Факт удивителен, и интерпретировать его можно двояко. С одной стороны, он указывает на то, что беспокойство и нервозность были в Германии настолько распространенными явлениями, что сами немцы уже не верили никаким восхвалениям их уюта. Если иностранцам немцы все еще казались относительно спокойными, то сами они себя и свой мир такими уже не считали. Для Ойгена Дизеля «бесконечная неугомонность и трудовое буйство» (sic!) немцев к 1900 году стали некой загадкой. Даже в глазах историка-пангерманца Альбрехта Вирта восточноевропейские «торговцы мышеловками и крысоловы […] часто обладали более крепкими нервами, чем культурный сброд наших столиц». «Нынче уже стыдятся покоя», – досадовал Ницше около 1880 года, – как раз когда на сцене появился Бирд, – описывая, как «лихорадочный темп работы» американцев «начинает уже заражать дикостью старую Европу»[203]
(см. примеч. 102).С другой стороны, он указывает и на другой пункт, объясняющий, почему немцы не гордились своими нервами, – тогда стали возникать сомнения в том, что традиционный немецкий уют с его флегматичностью и непритязательностью есть повод для гордости. Из немецких кабачков в ночные часы все еще раздавались здравицы в честь уюта и покоя, однако националисту с его мечтой о возрождении народа эти звуки стали подозрительны, пусть он порой еще и сам к ним присоединялся. В статье, анализирующей критику немецких экспонатов на Всемирной выставке в Филадельфии 1876 года («дешево и плохо»), объединены в одной фразе «немецкая уютность и филистерство». Понятие «филистер» было фатальным. Невролог Хиршкрон изобразил в 1893 году «уютного пивного филистера», «как бы саму флегму в человеческом обличии», как типаж человека, обладающего иммунитетом к неврастении, – но ведь это отнюдь не было идеалом новой Германской империи.
С XVIII века словом «филистер» студенты дразнили туповатого недалекого обывателя. В домартовский период[204]

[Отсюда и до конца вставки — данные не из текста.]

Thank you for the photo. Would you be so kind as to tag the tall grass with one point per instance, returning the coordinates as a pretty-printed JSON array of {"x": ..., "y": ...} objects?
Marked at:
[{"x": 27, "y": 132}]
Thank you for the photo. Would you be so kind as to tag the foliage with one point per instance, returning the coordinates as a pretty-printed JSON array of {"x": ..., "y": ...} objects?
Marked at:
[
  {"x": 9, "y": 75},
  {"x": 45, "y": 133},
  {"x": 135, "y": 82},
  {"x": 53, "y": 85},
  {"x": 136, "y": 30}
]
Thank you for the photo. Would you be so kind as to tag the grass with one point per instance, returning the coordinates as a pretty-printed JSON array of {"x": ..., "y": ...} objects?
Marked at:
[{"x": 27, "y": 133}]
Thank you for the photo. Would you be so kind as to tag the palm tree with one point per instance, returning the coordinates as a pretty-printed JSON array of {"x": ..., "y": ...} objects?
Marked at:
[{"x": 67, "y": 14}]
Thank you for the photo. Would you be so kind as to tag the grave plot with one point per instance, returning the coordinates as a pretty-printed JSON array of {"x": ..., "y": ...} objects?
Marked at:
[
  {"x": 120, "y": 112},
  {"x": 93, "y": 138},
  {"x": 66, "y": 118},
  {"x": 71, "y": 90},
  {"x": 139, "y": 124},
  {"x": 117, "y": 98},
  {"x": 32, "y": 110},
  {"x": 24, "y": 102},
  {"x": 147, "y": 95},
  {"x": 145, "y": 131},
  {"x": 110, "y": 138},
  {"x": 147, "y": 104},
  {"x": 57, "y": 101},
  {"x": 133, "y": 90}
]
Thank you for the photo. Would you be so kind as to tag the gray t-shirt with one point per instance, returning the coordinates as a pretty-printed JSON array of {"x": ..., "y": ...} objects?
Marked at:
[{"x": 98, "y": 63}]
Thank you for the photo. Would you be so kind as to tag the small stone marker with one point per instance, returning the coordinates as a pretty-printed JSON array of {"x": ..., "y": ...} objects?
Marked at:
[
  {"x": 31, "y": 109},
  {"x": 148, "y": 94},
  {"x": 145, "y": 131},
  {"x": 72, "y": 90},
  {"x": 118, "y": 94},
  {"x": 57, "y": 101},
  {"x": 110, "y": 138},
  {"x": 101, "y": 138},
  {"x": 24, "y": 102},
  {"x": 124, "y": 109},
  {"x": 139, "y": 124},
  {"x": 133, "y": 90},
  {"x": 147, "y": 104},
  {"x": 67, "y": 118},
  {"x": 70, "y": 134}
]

это слово впервые приобретает политический оттенок и применяется для ограниченного, закрытого для идей свободы бюргера и партикуляриста, который страшится идеи национального государства. Людвиг Рохау в 1869 году называл «доморощенное филистерство» в немецком национальном характере «эффектом долгого несчастного прошлого». С 1890-х годов добавляется новый оттенок: для сторонников наступательной политики «филистером» был тот, кто все еще считал Германию «сытой» и не видел нужды в активных политических действиях. Когда в 1913 году генерал Кейм, выступая перед немецкой Оборонной лигой, гневно обрушился на «филистеров», «для которых высшая гражданская ценность – это покой, и которые не хотят, чтобы возможность войны мешала им в их диванной политике», речь его была прервана «бурными овациями» (см. примеч. 103).Но что могли новые националистические поколения противопоставить «шписбюргерам»[205]
и «филистерам»? Нового идеала немца еще не было, не было даже единого мнения о том, каким ему быть: идеалистом или реалистом, аскетом или весельчаком, сильным духом или сильным телом. Самым уязвимым местом пангерманцев было то, что многие из них были до путаницы похожи на ненавистных им «филистеров». Видя в себе острие копья нового германизма, пангерманцы на самом деле не выходили за пределы своих кружков, обществ и шумных застолий, и ничто не задевало их больнее, чем острое словцо Бюлова об их «трактирном политиканстве» (1900). Сам Клас с горечью писал о том, что это прозвище буквально прилипло к пангерманцам, – с тех пор он стал непримиримым противником Бюлова (см. примеч. 104).